Ir ao cinema para ver um filme preto e branco e mudo, enquanto desembarcamos de um mundo tão colorido e barulhento parece uma provocação, mas, para quem se deixa transportar àquele universo tão distante e agradável, será improvável não sentir vontade de ficar mais uns dias por lá.
Para a geração Youtube, onde a duração máxima de um filme tem de ser dois minutos, o choque deve ser intenso. A constatação da estranheza causada pela proposta da película é a escassa quantidade de espectadores. Ao final dos trailers a sala é tomada por um silêncio ensurdecedor, como diria Nelson Rodrigues. "Seria esse o tal do silêncio que precede o esporro?", pensei na hora. Rappa e Nelson Rodrigues ao mesmo tempo. E o filme nem tinha começado.
Onde estão as cores? Os efeitos sonoros estrondosos? Os cortes rápidos de edição? A correria da câmera? Só temos o cinema à nossa frente. O cinema puro. Sem artifícios. Aquele que já tínhamos esquecido que um dia já existiu. Só a essência. Uma boa história enlatada na mais absoluta ausência de referencias modernas. É como se em pleno 2012 Spielberg, Almodôvar, Woddy Allen, Paul Haggis, Inarritú e até mesmo Michael Bay nunca tivessem existido e a contribuição deles para a sétima arte fosse completamente dispensável.

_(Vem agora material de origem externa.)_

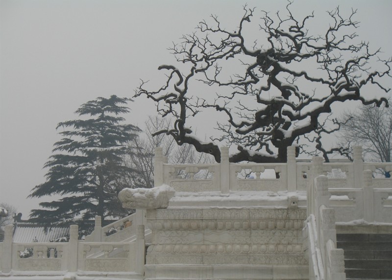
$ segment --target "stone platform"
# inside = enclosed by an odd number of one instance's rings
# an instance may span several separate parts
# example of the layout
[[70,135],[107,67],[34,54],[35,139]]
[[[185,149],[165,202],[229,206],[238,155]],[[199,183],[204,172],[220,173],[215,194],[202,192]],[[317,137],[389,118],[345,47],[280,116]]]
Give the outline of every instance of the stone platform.
[[298,208],[147,210],[146,279],[308,279],[306,218]]

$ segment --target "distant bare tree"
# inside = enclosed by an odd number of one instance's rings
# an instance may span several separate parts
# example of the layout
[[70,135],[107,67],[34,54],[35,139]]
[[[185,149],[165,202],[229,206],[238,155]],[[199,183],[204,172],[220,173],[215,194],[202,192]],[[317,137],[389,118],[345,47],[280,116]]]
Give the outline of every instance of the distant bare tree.
[[129,142],[133,152],[125,156],[126,164],[138,171],[137,174],[130,174],[126,179],[128,186],[133,187],[154,187],[154,157],[157,147],[162,148],[163,155],[168,157],[170,163],[205,163],[213,161],[210,155],[198,153],[191,145],[176,145],[174,139],[169,135],[158,134],[153,136],[157,131],[170,127],[172,124],[169,119],[158,116],[150,116],[145,124],[143,133]]
[[350,150],[362,146],[366,160],[391,162],[392,157],[392,109],[361,106],[341,118],[339,145]]
[[4,208],[8,212],[7,215],[5,217],[0,216],[0,228],[2,228],[13,222],[14,215],[16,214],[17,210],[14,206],[4,202],[0,203],[0,208]]
[[[383,96],[390,91],[384,85],[392,61],[358,39],[356,10],[343,17],[338,7],[327,12],[329,22],[320,22],[313,13],[294,17],[291,4],[284,13],[263,11],[261,18],[245,6],[235,27],[223,26],[212,15],[174,44],[176,62],[158,68],[166,75],[162,85],[142,80],[135,92],[155,102],[162,116],[174,119],[154,135],[169,135],[217,162],[219,143],[237,147],[231,162],[284,162],[287,147],[318,129],[334,103],[388,104]],[[261,19],[252,24],[254,16]],[[369,91],[376,97],[365,98]],[[211,114],[227,121],[217,122],[218,135],[207,142],[190,123]]]

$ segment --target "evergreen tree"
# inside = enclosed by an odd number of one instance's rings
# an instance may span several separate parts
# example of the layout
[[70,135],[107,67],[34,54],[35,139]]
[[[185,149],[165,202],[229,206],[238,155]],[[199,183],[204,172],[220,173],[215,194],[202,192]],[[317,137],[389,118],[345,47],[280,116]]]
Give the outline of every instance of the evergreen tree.
[[[63,138],[54,143],[53,154],[44,167],[46,181],[36,186],[29,197],[59,195],[61,198],[42,202],[44,209],[33,210],[30,218],[49,227],[82,223],[95,215],[118,217],[126,211],[117,199],[122,178],[136,172],[124,164],[130,153],[128,142],[140,129],[119,115],[129,112],[129,101],[112,95],[83,104],[75,112],[80,119],[60,122],[56,129]],[[87,117],[85,117],[86,116]]]

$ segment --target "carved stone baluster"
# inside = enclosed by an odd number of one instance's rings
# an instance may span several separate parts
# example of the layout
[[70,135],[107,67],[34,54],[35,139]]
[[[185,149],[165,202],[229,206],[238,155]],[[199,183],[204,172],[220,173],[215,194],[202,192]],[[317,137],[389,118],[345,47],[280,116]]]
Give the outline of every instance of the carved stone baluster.
[[364,162],[362,160],[362,147],[354,146],[354,187],[362,187]]

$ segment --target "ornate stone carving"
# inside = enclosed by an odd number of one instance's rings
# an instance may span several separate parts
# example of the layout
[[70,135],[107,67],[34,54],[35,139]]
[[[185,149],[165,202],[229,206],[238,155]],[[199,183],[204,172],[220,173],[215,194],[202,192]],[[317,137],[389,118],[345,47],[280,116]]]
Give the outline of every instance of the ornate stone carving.
[[18,270],[26,271],[61,270],[61,259],[53,258],[21,258],[19,259]]
[[125,208],[167,208],[169,201],[173,197],[175,191],[172,187],[167,185],[152,188],[126,188],[119,193],[119,199]]
[[128,271],[129,269],[128,261],[125,258],[87,259],[84,261],[86,271]]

Talvez toda essa magia e reflexão proporcionada pelos anos 30 que o filme traz na mala seja uma ironia. O filme ganhou Oscar, o que levanta uma questão: por que essa reverência ao passado? Woddy Allen discute isso no filme "Meia Noite em Paris". O passado é sempre melhor que o presente e todos os habitantes do presente (principalmente os artistas ou metidos a artista) tem a mesma opinião. Se pudéssemos viajar ao passado perfeito, encontraríamos outros insatisfeitos querendo rebobinar alguns séculos.
A viagem no "O Artista" dura duas horas e faz com que saiamos com uma sensação de deslocamento temporal. Algumas questões vão surgindo conforme vamos nos distanciando da sala de cinema: por que o preto e branco nos assusta tanto? Por que o silêncio nos incomoda? O que me impede de usar um bigode daquele jeito? Questões essas que são de uma profundidade filosófica imensa e demorarão algumas semanas para serem respondidas pela vida.
Freddie Mercury previu que o rádio voltaria a ter seus dias de glória, quando todo mundo se cansasse dessa agressão visual trazida pelos videoclipes. Os versos da música "Radio Ga Ga" não se concretizaram ainda, mas tivesse ele escrito a mesma idéia para o cinema o filme "O Artista" seria a confirmação da profecia. Naquele momento, naquele filme o cinema renasceu em glória, provando que é possível abrir mão de toda a tecnologia e só ficarmos com o principal: a arte.